Table I. Some compounds that activate mast cells (MCs).
· Bacteria | · Fungi | · LPS |
· Mercury | · SCF | · PTH |
· Venoms | · Parasites | · Substance P |
· IL-4 | · IL-6 | · IL-1 |
· IL-33 | · Adenosine | · Oestradiol |
· NSAIDs | · CRH | · NGF |
· Neurotensin | · Thrombin | · Endorphin |
· Endothelin | · Morphine | · Viruses |
Table II. Some compounds released by mast cells (MCs).

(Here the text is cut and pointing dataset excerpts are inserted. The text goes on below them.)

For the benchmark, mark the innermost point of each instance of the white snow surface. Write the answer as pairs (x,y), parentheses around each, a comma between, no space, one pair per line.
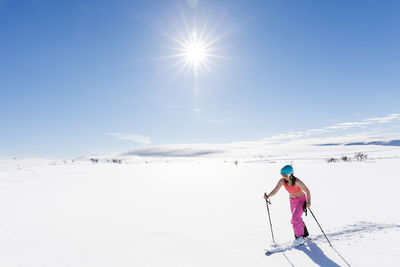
(198,210)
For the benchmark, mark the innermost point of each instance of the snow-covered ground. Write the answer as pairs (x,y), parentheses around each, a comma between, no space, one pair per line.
(198,209)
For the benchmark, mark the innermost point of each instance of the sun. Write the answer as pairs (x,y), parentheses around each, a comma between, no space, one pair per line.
(196,48)
(195,51)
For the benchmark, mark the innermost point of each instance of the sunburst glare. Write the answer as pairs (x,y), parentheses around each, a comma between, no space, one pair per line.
(195,48)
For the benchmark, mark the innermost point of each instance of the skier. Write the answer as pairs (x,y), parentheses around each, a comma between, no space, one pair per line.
(298,201)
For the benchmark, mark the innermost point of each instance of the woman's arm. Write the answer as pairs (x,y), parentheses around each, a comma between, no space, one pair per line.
(303,187)
(276,189)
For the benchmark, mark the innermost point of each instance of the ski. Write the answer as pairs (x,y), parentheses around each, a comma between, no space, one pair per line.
(276,248)
(272,250)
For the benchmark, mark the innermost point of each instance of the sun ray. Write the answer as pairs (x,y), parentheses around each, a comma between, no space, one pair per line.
(196,46)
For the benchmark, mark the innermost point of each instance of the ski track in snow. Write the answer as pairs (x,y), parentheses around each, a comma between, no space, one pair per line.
(349,232)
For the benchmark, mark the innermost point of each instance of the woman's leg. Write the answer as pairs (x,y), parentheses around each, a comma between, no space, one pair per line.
(296,206)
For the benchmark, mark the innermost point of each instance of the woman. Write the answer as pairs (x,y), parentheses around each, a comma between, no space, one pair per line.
(298,200)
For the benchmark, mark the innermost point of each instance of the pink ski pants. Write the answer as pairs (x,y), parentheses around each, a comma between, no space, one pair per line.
(296,206)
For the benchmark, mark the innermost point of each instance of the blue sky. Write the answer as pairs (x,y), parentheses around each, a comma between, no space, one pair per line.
(78,77)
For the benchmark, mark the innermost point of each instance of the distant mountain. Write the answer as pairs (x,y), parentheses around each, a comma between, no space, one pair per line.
(376,143)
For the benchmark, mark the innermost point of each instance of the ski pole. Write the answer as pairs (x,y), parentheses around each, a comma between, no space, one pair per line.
(269,217)
(320,227)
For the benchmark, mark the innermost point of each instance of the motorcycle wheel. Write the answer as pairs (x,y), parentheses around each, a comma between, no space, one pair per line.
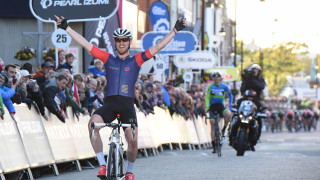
(241,143)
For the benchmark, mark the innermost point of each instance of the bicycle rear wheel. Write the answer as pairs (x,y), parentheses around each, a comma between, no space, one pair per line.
(111,166)
(217,138)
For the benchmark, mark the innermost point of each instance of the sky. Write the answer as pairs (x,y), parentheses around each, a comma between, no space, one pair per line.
(275,21)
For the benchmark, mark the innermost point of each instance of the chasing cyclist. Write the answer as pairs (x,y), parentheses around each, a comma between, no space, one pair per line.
(121,73)
(216,93)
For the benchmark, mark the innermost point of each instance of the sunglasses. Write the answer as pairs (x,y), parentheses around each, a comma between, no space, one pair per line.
(121,39)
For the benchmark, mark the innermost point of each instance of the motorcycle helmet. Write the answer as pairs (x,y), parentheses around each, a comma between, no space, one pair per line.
(215,74)
(250,93)
(254,66)
(122,32)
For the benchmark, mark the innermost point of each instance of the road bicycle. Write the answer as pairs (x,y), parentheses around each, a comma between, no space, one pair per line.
(116,164)
(217,131)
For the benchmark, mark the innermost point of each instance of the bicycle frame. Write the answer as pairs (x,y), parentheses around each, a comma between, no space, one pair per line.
(217,133)
(115,155)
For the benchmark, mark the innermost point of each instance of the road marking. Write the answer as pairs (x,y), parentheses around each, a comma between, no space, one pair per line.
(275,140)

· Histamine | · IL-6 | · IL-8 |
· IL-33 | · LCT4 | · PAF |
· PGD2 | · CRH | · NT |
· TNF | · Tryptase | · RANKL |
· Serotonin | · VIP | · Chymase |
· Renin |
TNF, which acts on the two receptors p55 and p75, can also be released from MCs granules immediately (after a few seconds) as this cytokine is the only one that can be stored by MCs. IL-1 induces IL-6 and TNF released and other pro-inflammatory cytokines, increasing the inflammation at the site. In addition, IL-33 is a potent activator of MCs and stimulates the production of cytokines including TNF, IL-1, and IL-13 (13). Chemokines can also be produced by MCs, such as CXCL8 secreted by PMNs and fibroblasts which recruits inflammatory cells and cooperates with the CCL2 / MCP-1 chemokine which mainly attracts monocytes. The activation and release of arachidonic acid compounds by MCs leads to the release of PGD2 and leukotrienes LTC4, D4, E4, which collaborate to increase pain and the inflammatory process (14). Therefore, in neuralgia, damaged nerves are infiltrated not only by MCs, but also by neutrophilic granulocytes that mediate neuropathic pain, especially in the early stages. In addition, macrophages are also found in damaged nerves which produce pro-inflammatory cytokines that contribute to inflammation and neuropathic pain (15).
Therapy
The basic therapy for TN utilizes anticonvulsant drugs such as carbamazepine and oxcarbazepine which are the most common drugs (16). In the case of no pharmacological effect or drug intolerance, microvascular decompression can be used, as vascular compression occurs in TN. The mechanism of action of these drugs is based on the inhibition of voltage-gated sodium channels which have a crucial role with regard to neuronal function, since the control of the sodium exchange between the extracellular and intracellular spaces is essential for the initiation and firing of action potentials (17). These treatments increase the excitability threshold of neurons, reducing both the frequency of attacks and pain. Moreover, when pharmacological treatment is ineffective in idiopathic pain, the “nerve combing” method can be implemented, which consists in splitting the trigeminal root for pain relief (18).
CONCLUSIONS
From the concepts described above, we can conclude that in TN the inflammatory process mediated by cytokines, chemical mediators (produced by MCs), and compounds of the arachidonic acid cascade (PGE2 and leukotrienes) are very important, both for the generation of pain and for the induction of inflammation (19).
Conflict of interest
The author declares that they have no conflict of interest.